Brazil’s important municipal elections in October will be a critical indicator of how much President Dilma Rousseff’s Workers Party (PT) has suffered due to the sharp economic downturn and ongoing corruption scandals.  In 2015, the Brazilian economy shrunk by over seven percent, officially entered a recession, and all three major credit rating agencies downgraded Brazilian bonds to “junk” status. The economy is expected to contract further in 2016.  The government is also distracted by the impeachment proceedings which were brought against President Rousseff in early December 2015.  Even though President Rousseff’s approval rating is at 12 percent she is expected to remain in power because it is unlikely that two-thirds of both the Senate and the Chamber of Deputies will impeach.  Nevertheless, the President is seriously weakened and her governing coalition with the PMDB (Brazilian Democratic Movement Party) is shaky.

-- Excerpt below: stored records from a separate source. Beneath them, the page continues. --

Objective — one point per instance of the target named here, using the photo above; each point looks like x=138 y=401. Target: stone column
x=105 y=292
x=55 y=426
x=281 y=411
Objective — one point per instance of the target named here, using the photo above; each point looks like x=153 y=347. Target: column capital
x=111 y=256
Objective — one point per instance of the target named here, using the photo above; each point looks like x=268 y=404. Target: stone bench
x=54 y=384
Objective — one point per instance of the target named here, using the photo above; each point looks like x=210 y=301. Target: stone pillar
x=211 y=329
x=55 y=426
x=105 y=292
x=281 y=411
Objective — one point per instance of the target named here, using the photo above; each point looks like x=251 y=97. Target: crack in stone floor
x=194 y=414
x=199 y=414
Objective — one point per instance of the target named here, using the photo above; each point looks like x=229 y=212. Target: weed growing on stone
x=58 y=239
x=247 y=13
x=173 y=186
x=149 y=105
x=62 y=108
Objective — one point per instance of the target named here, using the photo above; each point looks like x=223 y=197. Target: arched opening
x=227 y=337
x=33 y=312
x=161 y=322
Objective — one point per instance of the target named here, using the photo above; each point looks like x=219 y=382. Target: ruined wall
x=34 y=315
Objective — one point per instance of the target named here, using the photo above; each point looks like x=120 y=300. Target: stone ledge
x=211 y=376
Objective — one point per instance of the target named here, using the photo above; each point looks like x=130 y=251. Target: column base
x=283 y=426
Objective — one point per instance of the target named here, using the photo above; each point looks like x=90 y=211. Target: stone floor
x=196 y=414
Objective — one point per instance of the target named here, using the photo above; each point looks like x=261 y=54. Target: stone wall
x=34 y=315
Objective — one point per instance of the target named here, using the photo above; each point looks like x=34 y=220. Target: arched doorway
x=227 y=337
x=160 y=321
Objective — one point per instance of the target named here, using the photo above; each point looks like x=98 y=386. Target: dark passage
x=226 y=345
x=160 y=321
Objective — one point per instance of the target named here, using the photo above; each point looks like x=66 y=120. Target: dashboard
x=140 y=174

The election may surprise but it is thought that the PT will lose a number of municipalities and that the government will fail to pass meaningful economic reforms in 2016 due to these distractions. 


In Argentina, the brand-new Macri government began its aggressive reform program the day after taking office.  Since December 10th, the President has implemented policies to enable Argentina to restructure its economy and re-enter the international economic and political realms.  For example, the peso now floats freely and tariffs on most agricultural products have been lifted; two measures of which economists deemed critical for reviving Argentina’s sagging economy.  The new administration will also need to tackle the countries rising inflation, at 30 percent, and fiscal deficit.  As part of normalizing its relations with the rest of the world Argentina has also reentered negotiations with the “holdouts” in New York- they are expected to meet in February.  The new economic minister, Alfonso Prat-Gay, promptly overhauled Argentina’s statistics agency after taking office and replaced senior officials who had been censured by the IMF under the Kirchner’s for providing unreliable numbers and is working to reestablish Argentina’s relationship with the IMF.  Though the Macri administration is off to a running start, the country’s economic difficulties will remain challenging for the foreseeable future.

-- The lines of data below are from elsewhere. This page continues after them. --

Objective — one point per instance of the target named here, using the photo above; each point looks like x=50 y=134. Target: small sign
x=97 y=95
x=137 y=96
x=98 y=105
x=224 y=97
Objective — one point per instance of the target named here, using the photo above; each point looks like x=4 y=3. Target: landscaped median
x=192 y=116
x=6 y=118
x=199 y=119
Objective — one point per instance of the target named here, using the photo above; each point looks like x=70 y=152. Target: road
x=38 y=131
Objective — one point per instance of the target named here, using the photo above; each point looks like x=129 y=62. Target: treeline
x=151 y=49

Though Brazil and Argentina have economic struggles to surmount in 2016, Venezuela, 2015’s worst-performing economy, faces an even tougher outlook.  The countries expansive and mismanaged social programs, and rampant corruption, could only be sustained with oil at $120/ barrel or above; last week it hit $27/barrel.  Due to price controls there are widespread shortages of basic goods and inflation is estimated to be above 114 percent; the actual rate of inflation is unknown since official figures are not made public.  The IMF has said that unchecked inflation could rise to 720 percent in 2016. Consequently, it is unsurprising that President Maduro has an approval rating barely above 20 percent.  In the December parliamentary elections the opposition Democratic Unity Alliance (MUD) won two-thirds of the seats- something which has not occurred since 1999.  The new Parliament took its seats on January 15th and President Maduro has already begun stonewalling its attempts to pass legislation. The day after the Assembly started Maduro passed an “economic emergency” decree granting himself greater powers over Venezuela’s economy.  Unless the Parliament stands up to Maduro the economic situation will worsen before it improves. 

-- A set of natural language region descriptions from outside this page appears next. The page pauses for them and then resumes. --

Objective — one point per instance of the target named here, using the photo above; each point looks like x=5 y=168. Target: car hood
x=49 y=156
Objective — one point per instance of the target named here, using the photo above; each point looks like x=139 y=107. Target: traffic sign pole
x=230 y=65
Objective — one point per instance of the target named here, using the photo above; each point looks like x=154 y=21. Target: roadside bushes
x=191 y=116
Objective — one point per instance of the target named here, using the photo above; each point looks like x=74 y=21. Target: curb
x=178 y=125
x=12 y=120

The Colombian peace process has led to cautious optimism.  Under President Juan Manuel Santos the nation has taken concrete steps to end the decades-long conflict with the Farc rebel group. In recent weeks both the government and Farc leaders have asked the UN for a mission to monitor the end of the conflict and subsequent ceasefire.  A final peace deal could be reached as early as March 2016 thereby ending the longest armed conflict in the Western Hemisphere.  This will be an exciting year in South America filled with electoral and economic drama, and hopefully the end of a war which has killed over 220,000 people and displaced over 5.7 million.  This should not be ignored, nor should the economic and political gains which have been made throughout the region since the “Lost Decade” of the 1980’s, regardless of the current climate.